En l’espèce, il résulte du texte susvisé que la demande de remise de dette doit être formée préalablement auprès de la Caisse à qui il appartient de rendre une décision motivée y faisant droit ou au contraire la rejetant.
Or, Monsieur [D] [X] ne justifie aucunement avoir formé une demande de remise de dette directement auprès de la Caisse ni de l’existence d’une décision de rejet de celle-ci ni d’un recours préalable formé auprès de la [11] en contestation de ce rejet.
Aussi, la demande de remise de dette formée par Monsieur [D] [X] dans le cadre de la présente instance sera déclarée irrecevable.
Sur les dépens
En application de l’article R142-1-A du code de la sécurité sociale, sous réserve des dispositions particulières, les demandes portées devant les juridictions spécialement désignées en application des articles L. 211-16 , L. 311-15 et L. 311-16 du code de l’organisation judiciaire sont formées, instruites et jugées, au fond comme en référé, selon les dispositions du code de procédure civile.
L’article 696 du code de procédure civile dispose que « La partie perdante est condamnée aux dépens, à moins que le juge, par décision motivée, n’en mette la totalité ou une fraction à la charge d’une autre partie.
Les conditions dans lesquelles il peut être mis à la charge d’une partie qui bénéficie de l’aide juridictionnelle tout ou partie des dépens de l’instance sont fixées par les dispositions de la loi n° 91-647 du 10 juillet 1991 et du décret n° 2020-1717 du 28 décembre 2020. »

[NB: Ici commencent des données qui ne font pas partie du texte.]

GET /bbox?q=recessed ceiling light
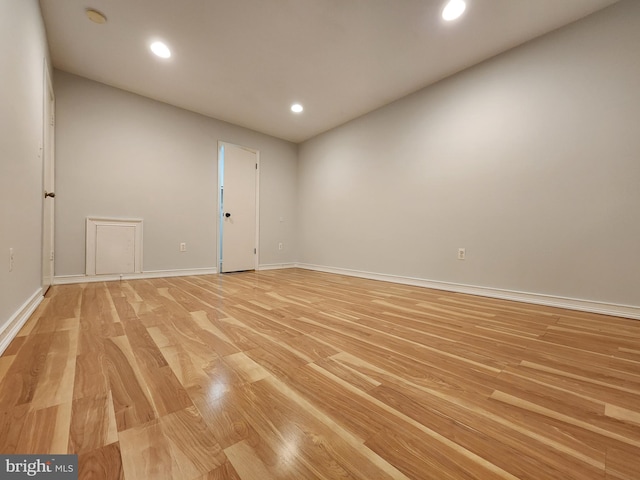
[150,41,171,59]
[291,104,303,113]
[442,0,466,21]
[86,8,107,24]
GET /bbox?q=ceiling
[39,0,619,143]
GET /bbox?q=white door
[219,143,258,273]
[42,66,55,293]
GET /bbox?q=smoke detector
[86,9,107,24]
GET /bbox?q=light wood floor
[1,269,639,479]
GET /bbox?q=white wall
[298,0,640,308]
[0,0,50,333]
[54,71,297,277]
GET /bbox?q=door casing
[42,61,55,293]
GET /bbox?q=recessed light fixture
[442,0,466,21]
[291,103,303,113]
[150,41,171,59]
[86,8,107,24]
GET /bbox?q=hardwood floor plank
[119,406,226,480]
[31,285,81,334]
[69,393,118,454]
[187,382,251,449]
[197,461,243,480]
[233,379,409,480]
[73,351,110,400]
[606,446,640,480]
[490,390,640,448]
[77,442,125,480]
[491,369,607,417]
[0,404,30,454]
[189,310,242,357]
[30,329,78,409]
[14,297,50,338]
[519,360,640,396]
[366,427,499,480]
[3,336,26,355]
[158,343,210,390]
[0,332,54,409]
[282,363,387,441]
[117,311,194,416]
[371,383,604,480]
[220,315,313,364]
[104,336,156,431]
[308,364,520,480]
[213,318,265,352]
[503,363,640,411]
[330,351,607,470]
[158,406,227,472]
[313,357,382,392]
[158,315,224,370]
[15,403,71,454]
[223,352,271,384]
[0,354,16,380]
[224,440,279,480]
[605,404,640,427]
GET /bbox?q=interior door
[42,66,55,293]
[220,143,258,273]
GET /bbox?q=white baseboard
[0,288,44,356]
[54,267,218,285]
[296,263,640,320]
[50,262,640,320]
[257,263,297,271]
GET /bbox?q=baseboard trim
[49,263,640,320]
[54,267,218,285]
[257,263,297,271]
[0,288,44,356]
[296,263,640,320]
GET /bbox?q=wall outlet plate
[458,248,465,260]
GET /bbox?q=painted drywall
[54,71,297,276]
[298,0,640,307]
[0,0,50,329]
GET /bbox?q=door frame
[42,60,55,293]
[217,141,260,273]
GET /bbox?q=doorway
[42,64,55,293]
[218,142,259,273]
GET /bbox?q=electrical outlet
[180,242,187,252]
[278,242,283,251]
[458,248,465,260]
[9,248,14,272]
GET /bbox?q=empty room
[1,0,639,478]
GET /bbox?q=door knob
[44,191,55,198]
[224,212,231,218]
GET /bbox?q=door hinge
[255,163,258,169]
[254,248,256,254]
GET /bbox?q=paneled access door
[219,142,259,273]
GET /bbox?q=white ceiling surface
[40,0,619,143]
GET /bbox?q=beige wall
[0,0,50,329]
[54,71,298,276]
[298,0,640,307]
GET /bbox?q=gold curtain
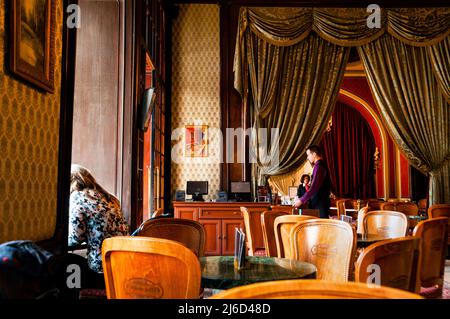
[269,161,312,196]
[245,33,349,185]
[358,35,450,205]
[234,7,450,202]
[428,37,450,103]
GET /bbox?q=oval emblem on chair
[377,226,392,236]
[311,244,337,257]
[124,278,164,298]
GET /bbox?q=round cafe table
[200,256,317,290]
[357,233,393,248]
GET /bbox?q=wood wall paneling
[72,0,122,198]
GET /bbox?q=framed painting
[185,125,208,157]
[10,0,56,92]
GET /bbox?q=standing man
[293,145,331,218]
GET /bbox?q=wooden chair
[274,215,315,258]
[380,202,419,216]
[428,204,450,249]
[209,279,422,299]
[133,218,205,257]
[356,206,369,235]
[355,237,421,293]
[336,199,353,218]
[366,199,384,211]
[290,219,356,282]
[363,211,408,238]
[240,207,266,256]
[151,208,164,219]
[413,217,448,298]
[102,236,201,299]
[261,211,288,257]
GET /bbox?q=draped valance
[235,7,450,95]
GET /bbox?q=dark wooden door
[200,219,221,256]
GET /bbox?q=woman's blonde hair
[70,164,120,206]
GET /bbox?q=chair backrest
[363,211,408,238]
[428,204,450,244]
[336,199,353,217]
[380,202,419,216]
[366,199,384,211]
[413,217,448,288]
[428,204,450,219]
[356,206,369,235]
[274,215,315,258]
[240,207,265,256]
[355,237,421,293]
[151,208,164,219]
[102,236,201,299]
[133,218,205,257]
[290,219,356,282]
[209,279,422,299]
[261,211,288,257]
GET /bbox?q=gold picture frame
[185,125,208,157]
[10,0,56,92]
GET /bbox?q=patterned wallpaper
[171,4,221,201]
[0,0,63,243]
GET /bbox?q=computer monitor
[230,182,251,202]
[186,181,208,201]
[231,182,251,193]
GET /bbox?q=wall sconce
[326,116,333,132]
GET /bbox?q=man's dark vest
[310,159,331,210]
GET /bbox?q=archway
[320,101,377,199]
[338,89,389,199]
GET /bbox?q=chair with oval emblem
[355,237,421,293]
[274,215,316,259]
[102,236,201,299]
[428,204,450,255]
[290,219,356,282]
[413,217,448,298]
[209,279,422,299]
[363,211,408,239]
[380,202,419,216]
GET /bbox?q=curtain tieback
[429,154,450,177]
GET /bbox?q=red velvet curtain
[320,102,376,199]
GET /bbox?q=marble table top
[200,256,317,290]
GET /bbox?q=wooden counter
[173,201,271,256]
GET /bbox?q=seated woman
[297,174,310,198]
[69,164,129,278]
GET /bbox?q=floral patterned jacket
[68,189,129,273]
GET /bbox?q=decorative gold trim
[339,89,389,200]
[344,61,366,77]
[395,145,404,199]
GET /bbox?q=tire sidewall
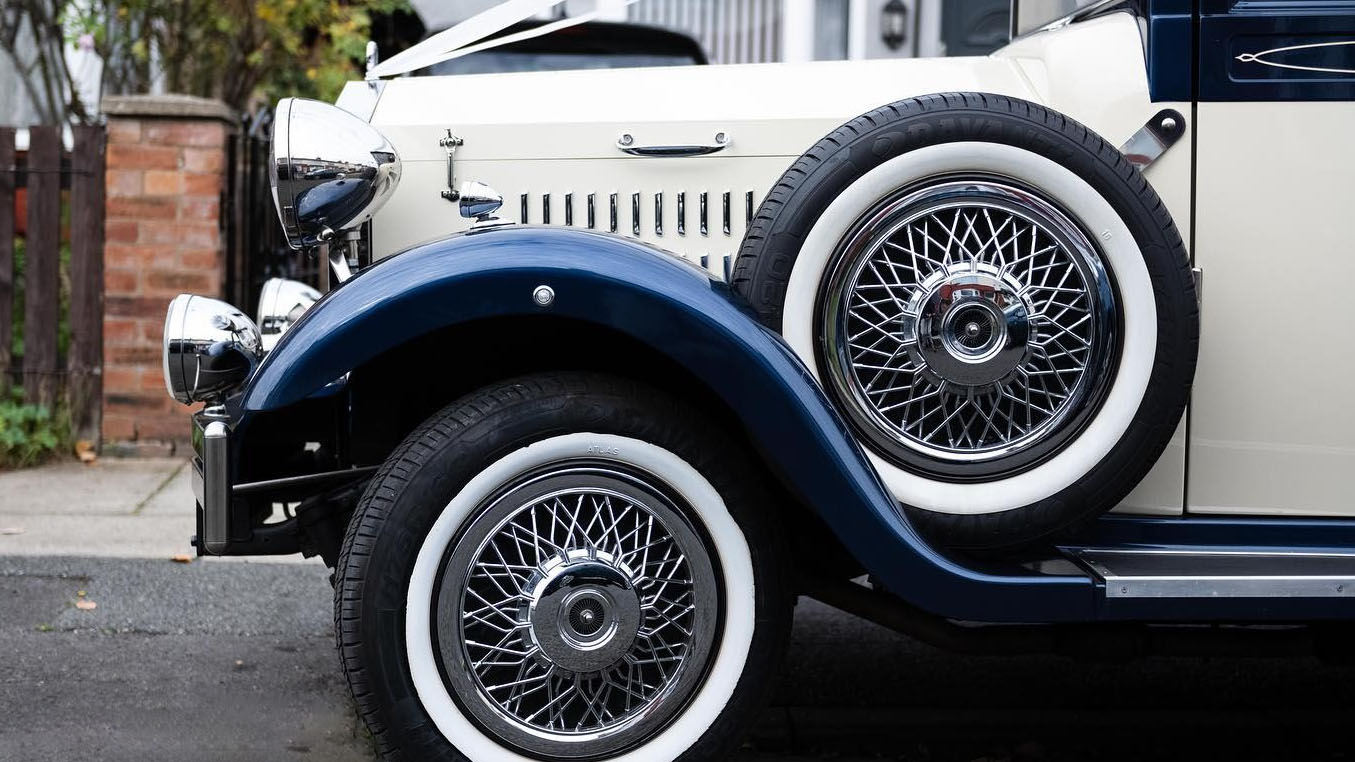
[407,432,757,762]
[784,141,1156,515]
[339,377,789,761]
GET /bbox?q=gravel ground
[3,555,1354,761]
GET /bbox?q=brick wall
[100,95,234,449]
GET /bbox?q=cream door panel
[1191,101,1355,516]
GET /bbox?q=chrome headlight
[270,97,401,250]
[163,295,263,405]
[257,278,321,352]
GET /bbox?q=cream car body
[331,6,1354,521]
[343,11,1203,514]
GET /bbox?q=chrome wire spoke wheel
[435,465,719,759]
[819,177,1118,478]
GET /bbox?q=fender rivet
[1160,116,1178,131]
[533,285,555,306]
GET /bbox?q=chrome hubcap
[435,467,719,758]
[819,178,1117,475]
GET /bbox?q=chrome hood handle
[616,132,730,157]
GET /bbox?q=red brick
[145,270,213,294]
[104,268,139,294]
[107,143,180,171]
[179,249,221,269]
[106,390,166,410]
[102,367,140,392]
[140,321,165,344]
[140,221,217,248]
[104,318,139,344]
[135,414,194,442]
[183,172,220,196]
[106,219,139,243]
[144,170,184,196]
[139,367,167,392]
[108,346,162,365]
[102,415,137,441]
[179,197,219,222]
[106,118,141,144]
[106,243,175,268]
[108,196,177,220]
[144,121,225,148]
[182,147,224,173]
[105,169,142,197]
[106,296,172,320]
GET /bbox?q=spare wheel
[732,93,1198,550]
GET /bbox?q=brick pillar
[100,95,235,452]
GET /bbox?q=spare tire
[732,93,1198,550]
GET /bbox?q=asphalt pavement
[2,459,1355,761]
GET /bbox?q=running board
[1070,549,1355,599]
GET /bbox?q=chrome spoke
[441,473,717,753]
[820,178,1116,469]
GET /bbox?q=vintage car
[162,0,1355,759]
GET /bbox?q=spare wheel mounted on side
[732,93,1198,550]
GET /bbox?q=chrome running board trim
[1072,548,1355,598]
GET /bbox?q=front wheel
[335,373,792,761]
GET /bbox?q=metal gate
[222,111,321,318]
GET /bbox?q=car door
[1189,0,1355,515]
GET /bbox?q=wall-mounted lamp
[881,0,909,51]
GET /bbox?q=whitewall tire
[334,373,792,761]
[733,93,1198,549]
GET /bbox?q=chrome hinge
[1119,109,1186,171]
[439,129,465,203]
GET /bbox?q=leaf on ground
[75,599,97,611]
[0,528,24,535]
[74,440,98,463]
[170,553,193,564]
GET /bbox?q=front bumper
[191,409,232,555]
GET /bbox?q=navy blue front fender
[244,227,1094,622]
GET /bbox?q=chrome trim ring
[819,177,1118,478]
[434,466,719,759]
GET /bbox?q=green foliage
[10,237,73,361]
[69,0,411,111]
[0,390,69,469]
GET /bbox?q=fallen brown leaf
[74,440,98,464]
[170,553,193,564]
[75,600,97,611]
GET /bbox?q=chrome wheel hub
[434,467,719,758]
[819,177,1117,476]
[910,269,1032,389]
[524,553,643,674]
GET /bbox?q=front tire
[335,373,792,761]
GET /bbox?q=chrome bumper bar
[191,409,232,555]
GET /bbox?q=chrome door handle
[616,132,730,157]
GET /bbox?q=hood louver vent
[516,188,757,281]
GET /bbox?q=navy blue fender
[243,226,1095,622]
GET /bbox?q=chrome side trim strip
[700,192,708,236]
[1075,548,1355,598]
[746,190,754,226]
[609,192,618,233]
[587,193,596,229]
[677,192,686,236]
[564,193,573,226]
[722,191,731,235]
[631,192,641,236]
[520,193,529,224]
[654,192,663,237]
[542,193,551,225]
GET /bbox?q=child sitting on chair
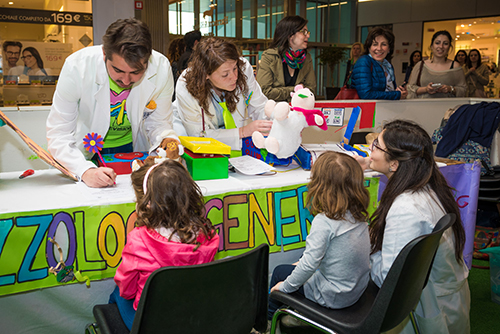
[109,160,219,330]
[268,151,371,320]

En l’espèce, chaque partie conservera la charge de ses dépens.
Sur l’exécution provisoire
En application de l’article R142-10-6 du code de la sécurité sociale, le tribunal peut ordonner l’exécution par provision de toutes ses décisions.
En l’espèce, au regard de l’issue du litige, il n’y a pas lieu d’ordonner l’exécution provisoire de la présente décision.
PAR CES MOTIFS
Le Tribunal, après débats en audience publique, statuant publiquement par décision contradictoire, mise à disposition au greffe et rendue en dernier ressort,
DECLARE recevable le recours contentieux formé par Monsieur [D] [X] ;
REJETTE les demandes formées par Monsieur [D] [X] au titre de sa contestation des indus réclamés par la [8] et notifiés les 15 janvier 2020 et 20 janvier 2020 ;
CONFIRME la décision de la Commission de recours amiable en date du 25 février 2021 ;
CONDAMNE Monsieur [D] [X] à verser à la [8] la somme de 149,75 euros en deniers ou quittances valables, et ce avec intérêts au taux légal à compter de la présente décision ;
DECLARE irrecevable la demande de remise de dette formée par Monsieur [D] [X] ;
DIT que chaque partie conservera la chaque de ses dépens ;
DEBOUTE les parties de leurs demandes, fins, et conclusions, plus amples ou contraires ;
DIT n’y avoir lieu à exécution provisoire de la présente décision.
Ainsi jugé les jour, mois et an susdits et Nous avons signé avec le Greffier, après lecture faite.